Dass zwischen Stadt und Land wohl ein Gefälle besteht, bestätigen die hohen Zahlen in Lauf: In den städtischen Kindergärten der Stadt seien derzeit sogar fast 40 Prozent der Kinder anwesend, so die Stadt auf Nachfrage der Pegnitz-Zeitung.

Verständnis auf beiden Seiten

Dass Eltern die Entscheidung, ihr Kind in die Kita zu geben, nicht leichtfertig treffen, ist der Eindruck von Christiane Daxel, Leiterin der Kindertagesstätte „Am Hasnbuckl“ in Schwaig. Allerdings hätten in Schwaig auch relativ viele Familien einen Garten. Diese Woche besuchen 20 von 78 Kindern die Einrichtung. „Das Klima ist gerade sehr verständnisvoll auf beiden Seiten“, betont Daxel.

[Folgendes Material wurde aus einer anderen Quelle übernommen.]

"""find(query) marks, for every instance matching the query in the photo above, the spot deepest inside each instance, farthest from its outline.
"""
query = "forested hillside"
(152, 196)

In den ASB-Kindergärten seien derzeit zwischen zehn und 20 Prozent der Kinder in der Notbetreuung, schätzt Sabine Strobel-Ahlfeld, zuständig für den Bereich Jugend, Arbeit und Familie. Doch auch sie denkt, dass die Zahlen steigen, je länger die Situation noch andauert. „Im März durften weniger Kinder kommen, aber jetzt ist es schwammig formuliert“, kritisiert sie.

Fragen zu Kita-Gebühren

„Es ist toll, dass es so viele Eltern von zu Hause aus schaffen“, allerdings sei es nicht nur für die Eltern, sondern auch für die Kitas eine Herausforderung. „Es kommt immer wieder etwas Neues und wir müssen auch erst warten, bis wir konkrete Informationen bekommen“. Die wünscht sie sich nun in Sachen Kita-Gebühren, da sie viele Nachfragen von Eltern erreichen.